Billboard critics named Mona Haydar’s debut song, Hijabi (Wrap My Hijab) one of 2017’s top protest songs and then later named it one of the 25 top feminist anthems of all time. Mona is an emerging rapper, activist and artist. Growing up in Flint Michigan as a Syrian American, Mona developed her sound which is deeply rooted in her intersectional identity and sensibilities.
Mona Haydar is a rapper, poet, activist, practitioner of Permaculture, meditator, composting devotee, mountain girl, solar power lover and a tireless God-enthusiast. She practices a life of sacred activism, poetry, contemplation and advocacy for living gently upon the Earth. She teaches classes, gives lectures, leads retreats and workshops, does readings and performs her work. She grew up in Flint, Michigan, graduated from the University of Michigan and has since lived in Damascus where she studied Arabic and Islamic spirituality then went on to live in the mountains of Northern New Mexico at Lama Foundation and then in the Redwood forest of Northern California. After completing her Masters in Christian Ethics at Union Theological Theological Seminary in New York City in 2018, Mona and her family relocated to Marrakech, Morocco.

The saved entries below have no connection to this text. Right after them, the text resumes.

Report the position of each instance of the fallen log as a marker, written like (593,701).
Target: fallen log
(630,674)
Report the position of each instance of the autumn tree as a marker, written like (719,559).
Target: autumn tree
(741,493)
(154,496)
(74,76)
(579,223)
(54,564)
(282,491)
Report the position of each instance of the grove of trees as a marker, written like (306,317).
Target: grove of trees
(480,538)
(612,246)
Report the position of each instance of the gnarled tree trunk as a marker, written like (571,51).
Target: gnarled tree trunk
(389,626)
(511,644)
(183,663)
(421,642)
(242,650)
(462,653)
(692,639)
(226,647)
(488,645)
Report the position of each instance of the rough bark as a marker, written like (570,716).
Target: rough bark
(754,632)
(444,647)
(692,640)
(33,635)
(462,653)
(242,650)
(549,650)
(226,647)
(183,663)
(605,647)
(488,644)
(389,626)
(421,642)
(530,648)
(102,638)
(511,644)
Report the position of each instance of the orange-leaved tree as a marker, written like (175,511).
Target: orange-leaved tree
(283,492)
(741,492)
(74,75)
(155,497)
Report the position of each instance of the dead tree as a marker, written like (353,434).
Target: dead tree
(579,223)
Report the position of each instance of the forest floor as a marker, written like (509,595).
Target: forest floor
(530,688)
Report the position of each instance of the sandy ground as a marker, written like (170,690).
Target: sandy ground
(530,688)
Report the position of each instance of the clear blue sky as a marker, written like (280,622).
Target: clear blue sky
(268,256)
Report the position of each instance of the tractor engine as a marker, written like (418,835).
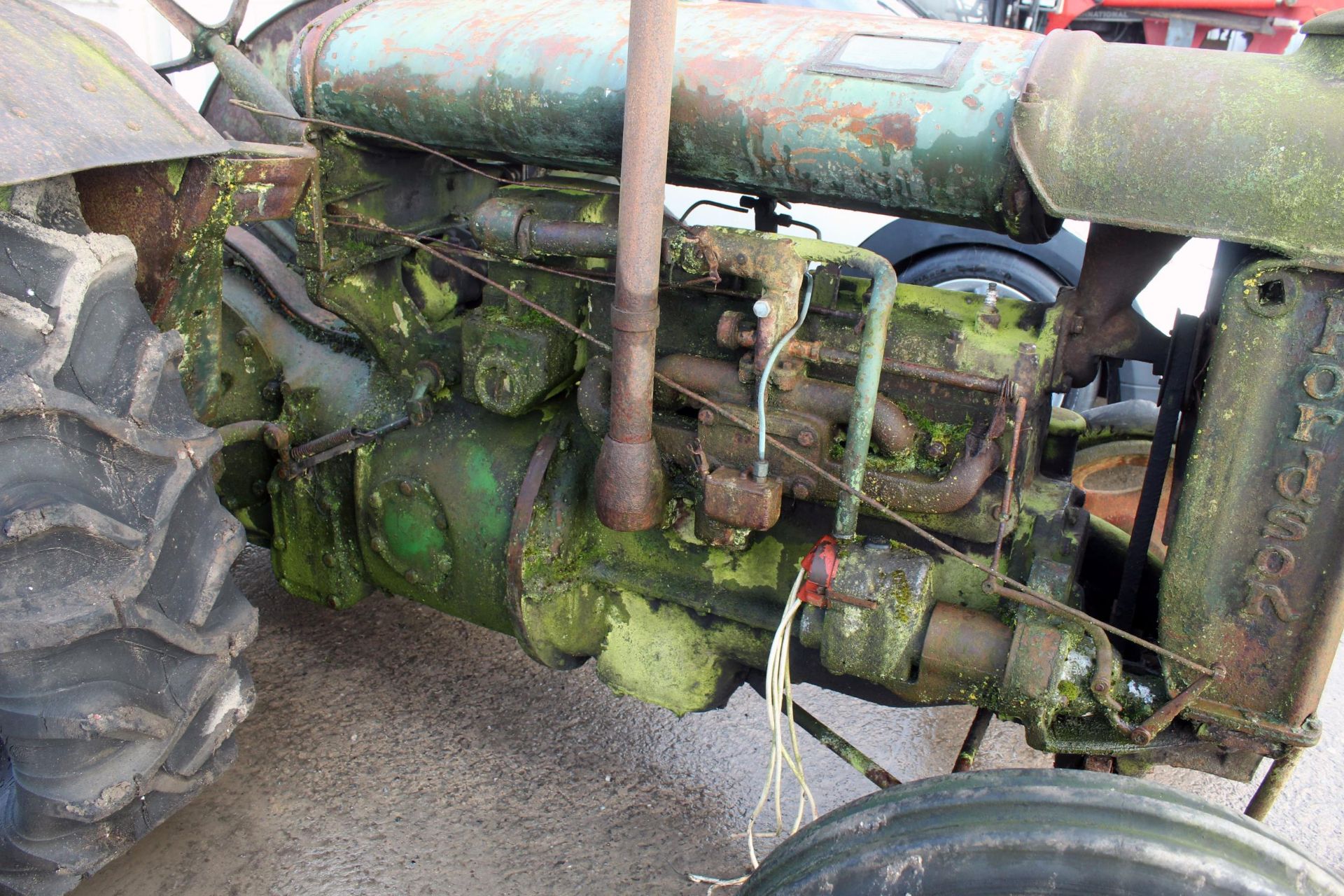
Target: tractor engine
(527,396)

Poetry and Music: Mona started writing her poetry as soon as she was old enough to write. One of her first poems in a kindergarten journal went: “I am mood. I am dude. I am Mona.” Mona transitioned from writing and performing her poetry to rap in 2015. Her single “Hijabi” was a ground breaking debut with millions of views which featured Mona, 8 months pregnant with her second son, surrounded by an intersectional group of dynamic women as Mona sang “all around the world love women every shading” calling out racism and colorism. Mona’s second single, Dog takes on violence against women with lyrics which call out men in positions of religious authority who use their power to prey on young (and old) people.
Her EP, Barbarican was met with great reviews upon its release in 2018. The lead single, Lifted is a visual glory telling the story of what it is to lose and then find yourself. The song was written at a time when Mona was suffering from postpartum depression after the birth of her second child.
She and her work have been featured on Marie Claire, Glamour, BBC, CNN, BuzzFeed, AJ+, PRI, NPR, Mic, Psychology Today, Refinery 29, Milk, The Huffington Post, Ms Magazine, Fusion/Splinter and many others.
Ask A Muslim: Mona and her husband, Sebastian set up a stand in Cambridge, Massachusetts with signs that read ‘Talk to a Muslim’ ‘free coffee and donuts’ ‘free conversation’ and ‘Ask a Muslim’ encouraging open and loving dialogue which garnered the attention of NPR, People Magazine, Al Jazeera, AJ+, The Boston Globe among other media outlets.